If you’re currently suffering from back pain, try low-impact exercises like yoga, walking, swimming, and stationary bike riding. Make sure to warm up and cool down before and after every workout.

When it Comes to Your Health, There’s No Such Thing as a Stupid Question

Prevention is a topic about which I feel very strongly – we all owe it to ourselves to be proactive about our health, since catching medical issues early, before they have a chance to turn into serious problems, can save us time and money and confer a host of intangible benefits in the long run.
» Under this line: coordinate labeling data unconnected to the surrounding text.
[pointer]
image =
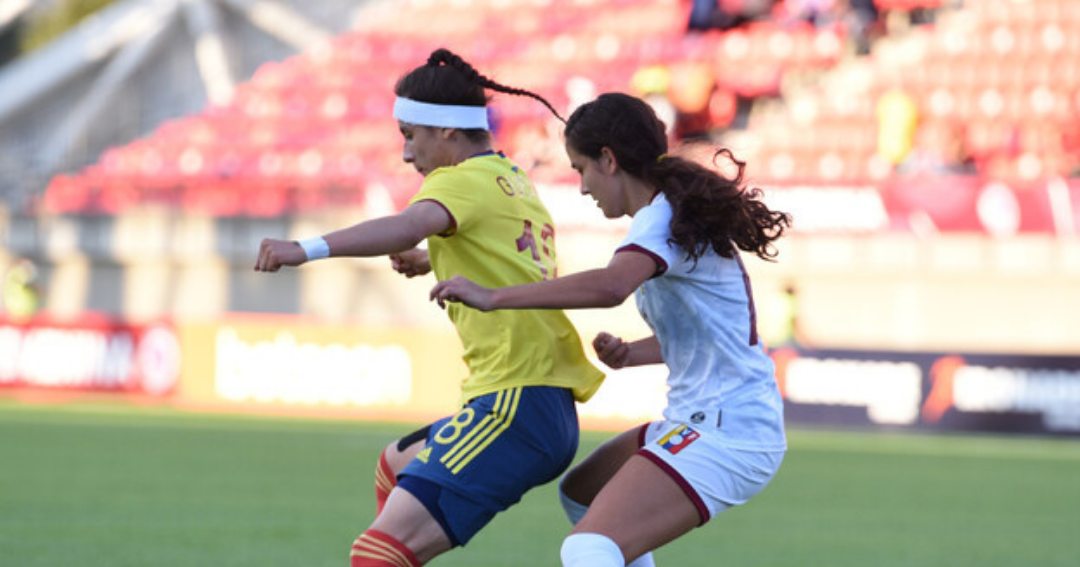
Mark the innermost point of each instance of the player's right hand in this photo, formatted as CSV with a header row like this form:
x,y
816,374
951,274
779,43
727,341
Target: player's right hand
x,y
611,350
410,262
275,253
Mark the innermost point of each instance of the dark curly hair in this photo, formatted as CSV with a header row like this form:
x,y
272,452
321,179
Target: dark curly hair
x,y
710,211
447,79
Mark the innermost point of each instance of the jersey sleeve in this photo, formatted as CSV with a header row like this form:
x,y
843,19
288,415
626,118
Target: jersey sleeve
x,y
649,232
458,199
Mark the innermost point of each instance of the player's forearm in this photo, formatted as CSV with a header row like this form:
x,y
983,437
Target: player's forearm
x,y
374,238
579,291
645,351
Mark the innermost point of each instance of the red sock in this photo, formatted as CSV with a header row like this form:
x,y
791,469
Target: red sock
x,y
376,549
385,482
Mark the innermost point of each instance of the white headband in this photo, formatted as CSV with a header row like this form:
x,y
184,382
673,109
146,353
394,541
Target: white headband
x,y
443,116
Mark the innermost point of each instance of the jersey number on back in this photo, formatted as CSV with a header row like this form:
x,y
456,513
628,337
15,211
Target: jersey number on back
x,y
528,242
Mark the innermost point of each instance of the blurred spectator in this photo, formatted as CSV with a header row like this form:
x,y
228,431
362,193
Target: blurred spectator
x,y
21,294
690,91
898,118
726,14
859,18
939,149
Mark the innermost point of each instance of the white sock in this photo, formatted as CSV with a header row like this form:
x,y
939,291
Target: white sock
x,y
591,550
576,511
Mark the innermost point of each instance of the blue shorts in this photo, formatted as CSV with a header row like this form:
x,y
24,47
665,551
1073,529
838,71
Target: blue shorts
x,y
481,460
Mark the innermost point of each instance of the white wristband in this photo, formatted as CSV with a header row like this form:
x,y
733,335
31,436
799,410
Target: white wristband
x,y
315,247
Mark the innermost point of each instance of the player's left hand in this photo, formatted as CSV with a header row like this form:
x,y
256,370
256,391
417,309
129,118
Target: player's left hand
x,y
275,253
460,289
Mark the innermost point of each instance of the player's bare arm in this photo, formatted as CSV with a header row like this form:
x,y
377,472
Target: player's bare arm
x,y
370,238
603,287
412,262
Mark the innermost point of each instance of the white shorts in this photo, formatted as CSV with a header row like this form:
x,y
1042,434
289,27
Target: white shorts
x,y
713,475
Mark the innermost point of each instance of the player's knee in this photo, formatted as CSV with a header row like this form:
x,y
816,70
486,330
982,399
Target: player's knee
x,y
591,550
574,510
377,549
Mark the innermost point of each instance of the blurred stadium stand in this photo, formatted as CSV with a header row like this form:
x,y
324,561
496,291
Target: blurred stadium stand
x,y
251,121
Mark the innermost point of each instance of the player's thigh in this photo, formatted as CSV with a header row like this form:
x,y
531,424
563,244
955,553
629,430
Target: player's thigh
x,y
586,478
403,450
640,509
Prevention really begins with a yearly physical exam, and it’s important you make the most out of yours in order to help prevent return visits to your doctor’s office throughout the year.

It’s important to come prepared to your physical exam (and any other doctor’s appointment, for that matter).   Before you head to your doctor’s office, especially if it’s your first time there, make sure you have a list of essential information in hand:

  • Your family health history
  • ALL medications and supplements you currently take (including over-the-counter medications, dietary supplements, vitamins and herbal remedies, in addition to your prescription medications)
  • All of your allergies (food, environmental, medications)
  • Any past medical treatments, surgeries, or hospitalizations
  • Your previous immunizations
  • Results of previous medical tests or diagnostic procedures
  • Any symptoms you may be experiencing or health concerns you have

It helps to bring a notepad with you – you can jot down your essential information on it, as well as any questions you have beforehand or come up with during your visit. When it comes to questions, you should feel comfortable asking anything and everything that comes to mind, but at the very least, the National Patient Safety Foundation suggests you should be asking three key ones any time your doctor discusses tests, treatments, or any other next steps:


  1. What is my main problem?
  2. What do I need to do?
  3. Why is it important for me to do this?  

While your doctor is answering these questions, and any others you might have, make sure you take detailed notes so you can ask follow-up questions and have a visual reminder of everything that was discussed during your visit. By coming prepared, asking questions, and taking notes, you’ll ensure that you make the most out of your physical exam, and each and every doctor’s visit.